October 26, 2012

Remembering the Holocaust: A Community Approach

by Kate Marcal

The memorial, therefore, serves as more than a static reminder of past crimes; rather, it stands to highlight the enduring problem of racial and ethnic discrimination that continues to plague the modern world. 

In "Postmemory" and the Second Generation, Dr. Erin McGlothlin describes the ways in which memories of the Holocaust have emerged in literature written by the sons and daughters of those who experienced the atrocity firsthand. Memories of the genocide also continue to be expressed in memorial structures. One such memorial, dedicated to the Romani people killed in the Holocaust, was recently dedicated in Berlin. For the descendants of these victims, the memorial marked a long-awaited acknowledgement of their past and continued suffering and discrimination.
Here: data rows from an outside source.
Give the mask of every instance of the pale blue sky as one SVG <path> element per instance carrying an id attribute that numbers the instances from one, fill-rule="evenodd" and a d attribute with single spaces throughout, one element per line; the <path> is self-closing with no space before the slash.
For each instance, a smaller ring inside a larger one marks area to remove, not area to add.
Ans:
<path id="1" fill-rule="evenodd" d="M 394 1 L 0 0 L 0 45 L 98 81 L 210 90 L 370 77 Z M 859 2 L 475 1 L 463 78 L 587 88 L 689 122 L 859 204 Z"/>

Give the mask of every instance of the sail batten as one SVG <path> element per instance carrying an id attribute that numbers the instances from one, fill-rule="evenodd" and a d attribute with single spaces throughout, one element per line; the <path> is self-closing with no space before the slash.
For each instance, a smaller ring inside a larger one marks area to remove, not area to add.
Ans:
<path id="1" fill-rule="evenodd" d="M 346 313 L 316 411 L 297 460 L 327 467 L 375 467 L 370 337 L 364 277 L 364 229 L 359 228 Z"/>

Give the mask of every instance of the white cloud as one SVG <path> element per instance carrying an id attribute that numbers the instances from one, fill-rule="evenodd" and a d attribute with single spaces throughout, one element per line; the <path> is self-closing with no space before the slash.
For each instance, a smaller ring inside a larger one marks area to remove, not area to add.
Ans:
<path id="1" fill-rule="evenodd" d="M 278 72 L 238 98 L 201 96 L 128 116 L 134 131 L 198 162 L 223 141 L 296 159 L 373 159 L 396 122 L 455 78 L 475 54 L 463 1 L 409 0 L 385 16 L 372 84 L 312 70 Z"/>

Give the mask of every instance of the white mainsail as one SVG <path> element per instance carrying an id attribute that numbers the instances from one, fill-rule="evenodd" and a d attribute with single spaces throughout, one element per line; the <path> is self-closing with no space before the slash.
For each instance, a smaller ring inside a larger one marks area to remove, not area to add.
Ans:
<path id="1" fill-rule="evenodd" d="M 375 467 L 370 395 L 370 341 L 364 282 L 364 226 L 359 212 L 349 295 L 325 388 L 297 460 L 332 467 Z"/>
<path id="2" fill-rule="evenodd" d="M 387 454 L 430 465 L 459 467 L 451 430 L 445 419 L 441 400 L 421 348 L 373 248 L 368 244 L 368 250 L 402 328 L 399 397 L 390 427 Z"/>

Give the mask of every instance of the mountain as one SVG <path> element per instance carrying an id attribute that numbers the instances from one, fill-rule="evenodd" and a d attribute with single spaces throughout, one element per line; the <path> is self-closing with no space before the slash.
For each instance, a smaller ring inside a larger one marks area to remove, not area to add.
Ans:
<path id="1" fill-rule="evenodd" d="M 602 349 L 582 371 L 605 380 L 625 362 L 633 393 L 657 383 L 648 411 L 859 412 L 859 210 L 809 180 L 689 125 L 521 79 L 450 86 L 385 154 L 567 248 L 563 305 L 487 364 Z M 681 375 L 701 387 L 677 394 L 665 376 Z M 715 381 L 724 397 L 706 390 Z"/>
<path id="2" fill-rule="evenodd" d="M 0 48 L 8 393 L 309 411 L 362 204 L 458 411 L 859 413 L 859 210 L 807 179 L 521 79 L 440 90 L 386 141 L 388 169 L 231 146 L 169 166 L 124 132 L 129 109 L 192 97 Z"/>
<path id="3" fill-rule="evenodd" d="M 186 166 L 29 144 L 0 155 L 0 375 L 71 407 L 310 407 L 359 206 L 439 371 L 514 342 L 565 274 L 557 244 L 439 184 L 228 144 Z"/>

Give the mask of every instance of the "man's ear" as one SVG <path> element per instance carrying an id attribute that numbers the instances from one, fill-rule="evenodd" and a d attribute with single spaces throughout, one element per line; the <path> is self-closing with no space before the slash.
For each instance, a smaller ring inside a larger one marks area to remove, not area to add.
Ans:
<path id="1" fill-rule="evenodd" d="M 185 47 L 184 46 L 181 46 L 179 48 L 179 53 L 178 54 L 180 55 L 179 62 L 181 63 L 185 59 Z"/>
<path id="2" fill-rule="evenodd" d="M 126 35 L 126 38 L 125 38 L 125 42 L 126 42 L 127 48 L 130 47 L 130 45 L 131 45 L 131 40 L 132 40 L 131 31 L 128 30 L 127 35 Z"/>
The memorial is called the Memorial for the Sinti and Roma people of Europe Murdered in National Socialism. According to German Chancellor Angela Merkel, who attended and spoke at the memorial’s unveiling, the Roma and Sinti people continue to face poverty and hardship in Europe today. Often regarded derogatorily as “gypsies,” both groups were victims of the Nazis’ attempts to purge Europe of racial impurity during World War II.
 

The memorial, therefore, serves as more than a static reminder of past crimes; rather, it stands to highlight the enduring problem of racial and ethnic discrimination that continues to plague the modern world. Perhaps the construction of the memorial will enable the people of Europe to engage in difficult conversations about historical and ongoing problems.